In Bezug auf den Schutz vor Ansteckungen am Arbeitsplatz kommt damit wieder vollumfänglich die Fürsorgepflicht der Arbeitgebenden und die Eigenverantwortung der Mitarbeitenden zum Tragen.

  • Damit fragt sich vor allem, wie bei Covid-Ansteckungen ohne Auftritt von Symptomen vorzugehen ist. Arbeitgeber Banken empfiehlt in diesen Fällen die Anordnung von Homeoffice, sodass die infizierte Person während 5 Tagen nach positiver Testung nicht am Arbeitsplatz erscheint. Falls Homeoffice nicht möglich ist, sollte die infizierte Person nur in dringenden Fällen und unter besonderen Schutzmassnahmen am Arbeitsplatz erscheinen dürfen. Kann die Arbeit weder im Homeoffice noch unter anderen Schutzmassnahmen erledigt werden und ordnet der Arbeitgeber die Freistellung während 5 Tagen an, bleibt er zur Lohnzahlung verpflichtet.

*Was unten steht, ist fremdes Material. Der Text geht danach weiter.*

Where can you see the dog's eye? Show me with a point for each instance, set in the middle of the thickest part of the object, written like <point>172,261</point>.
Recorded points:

  • Bei Covid-Ansteckung mit Symptomen ist im Einzelfall abzuwägen, ob die Arbeit im Homeoffice möglich ist oder ob eine Arbeitsunfähigkeit mit entsprechender Lohnfortzahlung vorliegt. In diesen Fällen soll nach Empfehlung von Arbeitgeber Banken der Arbeitsplatz frühestens 5 Tage nach Auftreten und nicht vor Abklingen der Symptome aufgesucht werden. In Bezug auf das Beibringen von Arbeitsunfähigkeitszeugnissen haben die kantonalen Behörden die Arbeitgeber zur Kulanz aufgerufen, um eine Überlastung der Arztpraxen zu vermeiden. Die Arbeitgeber haben aber das Recht (und je nach Vorgabe der Krankentaggeldversicherung auch die Pflicht), ein Arbeitsunfähigkeitszeugnis zu verlangen.